Venn diagram of the clinical and pathophysiologic relationships among the bone marrow failure syndromes, leukemia, and autoimmune diseases. Overlapping circles indicate difficulties in diagnostic discrimination and shared underlying mechanisms.

Figure 3.

Immune destruction of hematopoiesis. Antigens are presented to T lymphocytes by antigenpresenting cells (APCs), which trigger T cells to activate and proliferate. T-bet, a transcription factor, binds to the interferon-γ (INF-γ) promoter region and induces gene expression. SAP binds to Fyn and modulates SLAM activity on IFN-γ expression, diminishing gene transcription. Patients with aplastic anemia show constitutive T-bet expression and low SAP levels. IFN-γ and TNF-α up-regulate other T cells' cellular receptors and also the Fas receptor. Increased production of interleukin-2 leads to polyclonal expansion of T cells. Activation of Fas receptor by the Fas ligand leads to apoptosis of target cells.
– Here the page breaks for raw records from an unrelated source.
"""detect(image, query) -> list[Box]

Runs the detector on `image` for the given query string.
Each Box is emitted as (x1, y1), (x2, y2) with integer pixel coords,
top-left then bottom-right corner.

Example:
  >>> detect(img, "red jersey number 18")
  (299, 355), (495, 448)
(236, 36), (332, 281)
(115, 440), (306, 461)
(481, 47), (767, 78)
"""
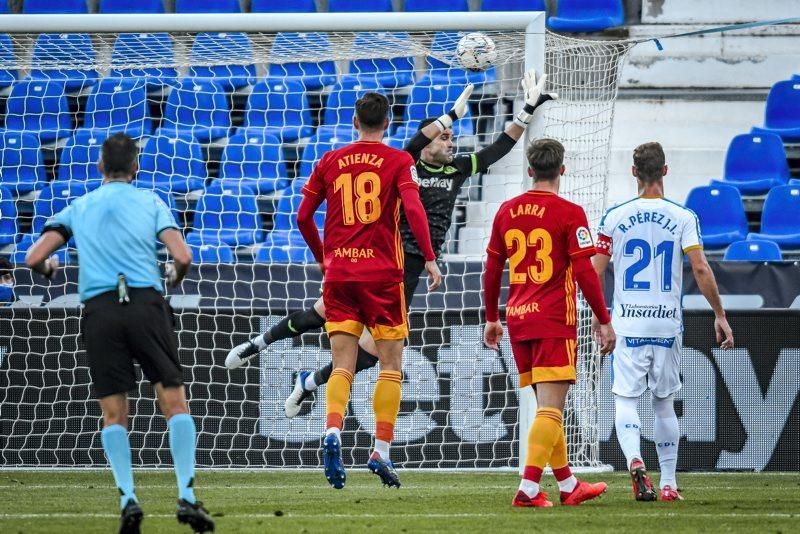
(333, 172), (381, 226)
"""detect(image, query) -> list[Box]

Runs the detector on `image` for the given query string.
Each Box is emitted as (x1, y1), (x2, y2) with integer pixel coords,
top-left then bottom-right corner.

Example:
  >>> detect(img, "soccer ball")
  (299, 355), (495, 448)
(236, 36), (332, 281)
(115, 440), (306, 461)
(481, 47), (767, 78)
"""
(456, 32), (497, 72)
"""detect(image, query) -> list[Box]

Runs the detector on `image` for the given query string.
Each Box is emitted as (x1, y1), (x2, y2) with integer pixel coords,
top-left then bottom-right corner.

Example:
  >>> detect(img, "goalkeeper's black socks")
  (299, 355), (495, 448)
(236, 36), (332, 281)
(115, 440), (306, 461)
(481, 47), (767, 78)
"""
(314, 345), (379, 387)
(256, 307), (325, 350)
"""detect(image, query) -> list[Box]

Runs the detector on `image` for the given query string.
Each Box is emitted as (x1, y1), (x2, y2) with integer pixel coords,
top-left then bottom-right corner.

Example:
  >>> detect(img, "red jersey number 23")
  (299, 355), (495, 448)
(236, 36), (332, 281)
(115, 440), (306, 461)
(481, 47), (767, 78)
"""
(504, 228), (553, 284)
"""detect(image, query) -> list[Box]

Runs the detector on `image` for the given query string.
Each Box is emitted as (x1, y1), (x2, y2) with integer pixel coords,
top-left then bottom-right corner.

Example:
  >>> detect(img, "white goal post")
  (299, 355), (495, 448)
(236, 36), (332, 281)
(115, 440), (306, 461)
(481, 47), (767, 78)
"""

Some effects of IFN-γ are mediated through interferon regulatory factor 1 (IRF-1), which inhibits the transcription of cellular genes and entry into the cell cycle. IFN-γ is a potent inducer of many cellular genes, including inducible nitric oxide synthase (NOS), and production of the toxic gas nitric oxide (NO) may further diffuse toxic effects. These events ultimately lead to reduced cell cycling and cell death by apoptosis.